Motor graders come with many different features, options and attachments. As such, you need to prioritize what is important to your operation.
"Obviously, the contractor needs to know the type of work he will be doing and purchase a motor grader to match his needs," says Keith Lee, research and development, VT LeeBoy, Inc. "A contractor can spend a lot of money on a motor grader that can do things he will never need. Conversely, he can find a low-cost motor grader that won't perform up to his expectations on the jobsite. Both choices may be costly."
Spec to conditions
Autry Grading, Fayetteville, NC, has vast experience tailoring motor graders to meet its jobsite conditions and operators. Its fleet currently includes four Volvo G930s and one G720 model.
"We didn't just buy standard motor graders," says Ken Autry, owner. "We run 13-ft. moldboards instead of the standard 12-ft. moldboards. It just gives us a little more stick out beyond the wheel and the frame." Yet, the setup is not so long that it is difficult to control excess movement on the end of the blade.
The contractor also specifies wider tires to handle the soft, sand conditions. In addition, a short cab includes windows that open in the bottom. "Some of our older operators still want to open the window when they get down to the last pass or two," Autry notes. "When they have a window in front of them, they start losing some of their depth perception. That distorts the grade."
Autry also pays attention to operator comfort. "They have the better seats in them," he says of the graders, "and they all have air conditioning."
Alpine Services, Gaithersburg, MD, is also proficient at spec'ing graders to its needs. The contractor constructs athletic fields across the country for organizations such as the National Football League and the National Hockey League. These confined-space projects require precision and speed. This is where the company's two Champion C80 motor graders and its discontinued Blade-Mor model earn their keep.
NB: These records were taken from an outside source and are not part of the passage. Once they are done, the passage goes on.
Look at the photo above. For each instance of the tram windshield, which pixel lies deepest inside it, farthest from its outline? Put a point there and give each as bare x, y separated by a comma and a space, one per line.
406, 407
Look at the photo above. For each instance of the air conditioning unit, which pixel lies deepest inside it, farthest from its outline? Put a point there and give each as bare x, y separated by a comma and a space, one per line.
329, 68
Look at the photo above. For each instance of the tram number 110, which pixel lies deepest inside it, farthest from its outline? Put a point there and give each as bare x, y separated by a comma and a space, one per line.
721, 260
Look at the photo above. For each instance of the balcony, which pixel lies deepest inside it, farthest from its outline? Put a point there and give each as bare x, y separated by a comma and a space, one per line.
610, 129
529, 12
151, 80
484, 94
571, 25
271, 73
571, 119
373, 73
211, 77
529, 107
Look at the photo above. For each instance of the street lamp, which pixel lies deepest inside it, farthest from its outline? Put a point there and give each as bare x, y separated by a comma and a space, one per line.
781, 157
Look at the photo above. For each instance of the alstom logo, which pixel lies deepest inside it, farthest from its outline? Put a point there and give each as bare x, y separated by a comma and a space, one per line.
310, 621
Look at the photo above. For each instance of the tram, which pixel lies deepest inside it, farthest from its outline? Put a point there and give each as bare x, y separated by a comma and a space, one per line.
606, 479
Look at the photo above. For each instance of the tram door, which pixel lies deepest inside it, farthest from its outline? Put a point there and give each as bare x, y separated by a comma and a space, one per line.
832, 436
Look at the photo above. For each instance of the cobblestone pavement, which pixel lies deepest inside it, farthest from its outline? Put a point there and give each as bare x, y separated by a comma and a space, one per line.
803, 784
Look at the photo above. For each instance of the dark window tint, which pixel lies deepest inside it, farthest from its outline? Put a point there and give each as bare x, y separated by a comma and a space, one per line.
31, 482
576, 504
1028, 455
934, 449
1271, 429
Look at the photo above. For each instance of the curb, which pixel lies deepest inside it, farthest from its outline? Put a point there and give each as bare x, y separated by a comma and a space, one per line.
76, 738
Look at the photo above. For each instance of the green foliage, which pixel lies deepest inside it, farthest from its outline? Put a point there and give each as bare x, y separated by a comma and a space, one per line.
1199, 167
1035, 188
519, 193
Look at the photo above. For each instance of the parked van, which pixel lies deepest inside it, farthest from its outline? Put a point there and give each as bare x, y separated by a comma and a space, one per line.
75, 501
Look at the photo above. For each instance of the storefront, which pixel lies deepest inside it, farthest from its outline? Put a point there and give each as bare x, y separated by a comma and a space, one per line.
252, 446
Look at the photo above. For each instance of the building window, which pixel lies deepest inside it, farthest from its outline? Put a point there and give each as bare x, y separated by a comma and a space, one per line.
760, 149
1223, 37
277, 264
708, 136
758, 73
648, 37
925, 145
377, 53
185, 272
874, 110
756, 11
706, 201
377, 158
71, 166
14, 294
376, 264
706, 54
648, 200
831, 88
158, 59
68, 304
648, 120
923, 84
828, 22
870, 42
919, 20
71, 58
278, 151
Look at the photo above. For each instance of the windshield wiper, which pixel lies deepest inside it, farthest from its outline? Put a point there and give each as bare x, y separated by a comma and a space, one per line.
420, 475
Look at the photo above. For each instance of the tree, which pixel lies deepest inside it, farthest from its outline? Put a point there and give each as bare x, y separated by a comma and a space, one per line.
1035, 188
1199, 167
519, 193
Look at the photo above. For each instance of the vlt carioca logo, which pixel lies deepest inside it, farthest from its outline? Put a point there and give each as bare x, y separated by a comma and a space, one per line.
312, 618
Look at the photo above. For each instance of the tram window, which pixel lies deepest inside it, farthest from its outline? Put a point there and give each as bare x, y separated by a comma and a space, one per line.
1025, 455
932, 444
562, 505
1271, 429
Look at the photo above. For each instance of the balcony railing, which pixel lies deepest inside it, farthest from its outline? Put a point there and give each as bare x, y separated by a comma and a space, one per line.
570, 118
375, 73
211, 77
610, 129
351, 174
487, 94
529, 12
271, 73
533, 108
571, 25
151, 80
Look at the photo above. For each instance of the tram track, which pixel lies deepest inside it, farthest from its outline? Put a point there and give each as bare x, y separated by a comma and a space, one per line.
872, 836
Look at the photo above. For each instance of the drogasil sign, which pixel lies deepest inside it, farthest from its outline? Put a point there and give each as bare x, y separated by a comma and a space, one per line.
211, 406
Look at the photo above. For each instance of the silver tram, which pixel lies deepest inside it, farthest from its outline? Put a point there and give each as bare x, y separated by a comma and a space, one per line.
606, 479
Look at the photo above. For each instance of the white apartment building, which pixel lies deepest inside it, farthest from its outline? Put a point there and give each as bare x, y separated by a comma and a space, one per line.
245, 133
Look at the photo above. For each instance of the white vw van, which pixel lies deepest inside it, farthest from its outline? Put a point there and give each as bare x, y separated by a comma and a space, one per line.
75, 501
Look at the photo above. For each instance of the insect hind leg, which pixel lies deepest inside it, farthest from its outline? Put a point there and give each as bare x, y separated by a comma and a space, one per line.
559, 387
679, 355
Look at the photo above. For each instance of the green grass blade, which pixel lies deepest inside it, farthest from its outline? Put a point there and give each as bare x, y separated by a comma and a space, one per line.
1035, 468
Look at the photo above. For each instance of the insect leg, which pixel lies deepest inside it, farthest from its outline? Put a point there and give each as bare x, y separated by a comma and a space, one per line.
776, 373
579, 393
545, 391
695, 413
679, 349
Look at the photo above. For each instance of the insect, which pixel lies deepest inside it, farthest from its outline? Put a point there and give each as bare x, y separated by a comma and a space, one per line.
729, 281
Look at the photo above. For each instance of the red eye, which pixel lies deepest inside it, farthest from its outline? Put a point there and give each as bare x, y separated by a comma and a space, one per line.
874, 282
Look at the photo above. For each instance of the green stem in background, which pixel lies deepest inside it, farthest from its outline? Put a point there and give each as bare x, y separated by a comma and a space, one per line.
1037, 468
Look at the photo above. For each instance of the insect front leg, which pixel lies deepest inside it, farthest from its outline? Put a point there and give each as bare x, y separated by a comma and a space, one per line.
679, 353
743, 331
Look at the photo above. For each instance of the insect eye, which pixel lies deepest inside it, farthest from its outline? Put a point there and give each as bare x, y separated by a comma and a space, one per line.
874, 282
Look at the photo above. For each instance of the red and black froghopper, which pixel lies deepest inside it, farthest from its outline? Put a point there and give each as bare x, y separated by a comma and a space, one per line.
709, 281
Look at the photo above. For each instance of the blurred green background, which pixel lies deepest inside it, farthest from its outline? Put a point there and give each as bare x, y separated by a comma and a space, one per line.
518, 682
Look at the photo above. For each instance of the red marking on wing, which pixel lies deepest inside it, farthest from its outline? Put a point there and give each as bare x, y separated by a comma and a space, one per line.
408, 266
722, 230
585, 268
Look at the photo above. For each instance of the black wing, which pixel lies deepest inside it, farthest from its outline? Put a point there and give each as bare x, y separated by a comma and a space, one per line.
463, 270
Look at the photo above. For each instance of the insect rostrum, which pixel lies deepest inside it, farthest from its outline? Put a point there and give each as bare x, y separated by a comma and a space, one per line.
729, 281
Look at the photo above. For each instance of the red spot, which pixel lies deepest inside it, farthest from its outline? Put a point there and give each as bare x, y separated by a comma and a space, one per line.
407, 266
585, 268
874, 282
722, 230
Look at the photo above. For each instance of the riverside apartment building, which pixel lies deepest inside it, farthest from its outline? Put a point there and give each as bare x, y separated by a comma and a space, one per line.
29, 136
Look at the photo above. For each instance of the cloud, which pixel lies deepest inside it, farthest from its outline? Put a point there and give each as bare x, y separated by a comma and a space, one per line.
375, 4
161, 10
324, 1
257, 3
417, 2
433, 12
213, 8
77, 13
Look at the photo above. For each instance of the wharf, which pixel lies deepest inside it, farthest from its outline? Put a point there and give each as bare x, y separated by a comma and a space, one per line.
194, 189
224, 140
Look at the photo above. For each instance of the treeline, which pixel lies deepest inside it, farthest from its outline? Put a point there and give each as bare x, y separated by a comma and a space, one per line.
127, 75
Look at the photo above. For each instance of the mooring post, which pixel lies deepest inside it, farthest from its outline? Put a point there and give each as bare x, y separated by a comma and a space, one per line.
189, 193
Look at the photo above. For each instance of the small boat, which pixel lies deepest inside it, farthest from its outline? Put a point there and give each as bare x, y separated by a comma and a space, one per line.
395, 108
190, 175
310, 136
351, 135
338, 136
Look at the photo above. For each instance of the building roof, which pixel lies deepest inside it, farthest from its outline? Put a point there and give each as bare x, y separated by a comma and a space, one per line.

The units are equipped with hydrostatic drive. "The hydrostatic transmission is the only way to go. You don't have to stop and shift," says Grove Teates, owner of Alpine Services. "It changes speeds so quickly or you can change direction with just the simple movement of the pedal."
Power and visibility are also important. "We like open cabs so that you can see better," says Teates.
But what Teates values most is the factory support. "Champion was able to tweak everything just to suit us a little better and that helps," he says.
Clearly, selecting a motor grader goes beyond the options available. "The 'feel' of the motor grader is important," Lee says. "Key features such as operator visibility to the surrounding work area, visibility to the blade area, a quiet engine and power and traction all make a difference when it comes to safety and productivity."
Transmit power to the ground
Lugging capability through the use of a high-torque engine can be a desirable trait in a grader. According to Autry, the torque curve of the engines on its Volvo units helps his operators in fine grading applications. The really high torque at low engine speed allows them to keep the ground speed very slow, yet still supplies enough power to pull heavy loads.
Powershift transmissions are also an advantage on most full-size graders. For example, on its 120M through 16M models, Caterpillar uses a direct-drive countershaft transmission with electronically controlled shifting. "The full Electronic Clutch Pressure Control (ECPC) system optimizes inching modulation and smooths shifting between all gears and directional changes," says Wade Porter, marketing supervisor, Caterpillar Motor Grader Product Group. "This provides outstanding control and also extends the life of the transmission by reducing stress on gears."